Proposed changes make the law tougher. Below are some of the major proposed changes to CCPA at a high level:
The name would change from CCPA to “Privacy for All Act of 2019” (PAA) and delay the effective date of the law until January 1, 2021, to allow more time for preparation and compliance.
CCPA has an opt-out consent framework; that would change to opt-in for personal data sharing. The new rules would prevent companies from sharing or selling a consumer’s personal data without prior authorization.
It carries tougher disclosure obligations for companies. For example, businesses would need to disclose specific pieces of personal data (as opposed to categories) as well as the specific third parties that are receiving the data.
Consumers that exercise their rights cannot be refused access to services or charged different prices. Conversely, this raises a question about whether companies could offer incentives for data sharing (e.g., discounts).

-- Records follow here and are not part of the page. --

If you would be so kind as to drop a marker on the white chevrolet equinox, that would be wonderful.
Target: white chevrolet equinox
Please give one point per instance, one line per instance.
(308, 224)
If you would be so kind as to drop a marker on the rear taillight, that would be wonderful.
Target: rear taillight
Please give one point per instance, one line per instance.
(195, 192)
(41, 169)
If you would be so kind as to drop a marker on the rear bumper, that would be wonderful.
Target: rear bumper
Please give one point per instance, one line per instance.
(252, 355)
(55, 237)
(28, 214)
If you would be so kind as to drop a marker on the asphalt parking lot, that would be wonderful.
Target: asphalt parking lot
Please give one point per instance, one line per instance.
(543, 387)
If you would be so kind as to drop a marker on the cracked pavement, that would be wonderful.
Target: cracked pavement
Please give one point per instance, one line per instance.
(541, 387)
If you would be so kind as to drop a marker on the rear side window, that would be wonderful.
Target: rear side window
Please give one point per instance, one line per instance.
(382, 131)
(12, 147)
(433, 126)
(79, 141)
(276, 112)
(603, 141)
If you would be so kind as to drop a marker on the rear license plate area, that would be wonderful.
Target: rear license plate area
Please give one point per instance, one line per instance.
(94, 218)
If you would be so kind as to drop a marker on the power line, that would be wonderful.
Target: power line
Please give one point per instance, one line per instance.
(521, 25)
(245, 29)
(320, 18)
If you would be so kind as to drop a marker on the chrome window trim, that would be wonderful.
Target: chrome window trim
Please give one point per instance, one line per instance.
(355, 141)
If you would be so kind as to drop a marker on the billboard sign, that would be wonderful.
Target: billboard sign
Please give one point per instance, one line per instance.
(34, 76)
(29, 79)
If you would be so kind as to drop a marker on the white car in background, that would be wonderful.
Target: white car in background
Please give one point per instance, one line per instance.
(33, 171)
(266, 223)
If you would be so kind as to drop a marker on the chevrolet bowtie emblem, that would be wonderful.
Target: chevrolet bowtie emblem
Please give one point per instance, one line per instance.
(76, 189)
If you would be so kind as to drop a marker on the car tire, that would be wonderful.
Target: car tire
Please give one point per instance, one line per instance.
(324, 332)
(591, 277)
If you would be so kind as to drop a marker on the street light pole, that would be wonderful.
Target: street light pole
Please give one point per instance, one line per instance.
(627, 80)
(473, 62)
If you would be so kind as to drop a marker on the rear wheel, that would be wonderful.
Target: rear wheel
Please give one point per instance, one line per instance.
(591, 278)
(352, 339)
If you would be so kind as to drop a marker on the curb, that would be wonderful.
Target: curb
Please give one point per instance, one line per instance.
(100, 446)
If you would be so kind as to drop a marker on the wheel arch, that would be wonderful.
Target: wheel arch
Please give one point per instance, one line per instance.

Companies could not refuse a consumer request to delete personal information from their databases. There could only be delays for permissible reasons under the statute. Significantly, business would be required to delete all data related to that consumer in their possession regardless of how it was acquired (first party vs. third party).
Data retention rules would look much more like GDPR: only what’s reasonably necessary for the stated use case.
- There are a range of stronger enforcement provisions and consumer legal remedies, increasing potential liability for violations.
Why you should care. It’s not yet clear whether the amendment will pass. However, if it does a tough law will get even tougher and effectively create a GDPR-like framework for personal data in the U.S. Congressional action that could pre-empt the California law is unlikely before the 2020 election. (As more people find out about AB 1760, pressure will mount for Congress to act.)
GDPR is a year old this May. It has not proven to be the data cataclysm that many feared. Accordingly, companies shouldn’t panic about CCPA or AB 1760 but educate themselves about the existing California privacy rules and the proposed amendment. If the latter comes to pass there will be an additional year to get ready, which almost nobody is doing right now anyway.
Companies that went through the GDPR compliance process will be in a much stronger position than those that did not. And unless Congress enacts new privacy legislation (unlikely), the California law(s) will be unavoidable.
This story first appeared on MarTech Today. For more on marketing technology, click here.
About The Author
Greg Sterling is a Contributing Editor at Search Engine Land. He writes a personal blog, Screenwerk, about connecting the dots between digital media and real-world consumer behavior. He is also VP of Strategy and Insights for the Local Search Association. Follow him on Twitter or find him at Google+.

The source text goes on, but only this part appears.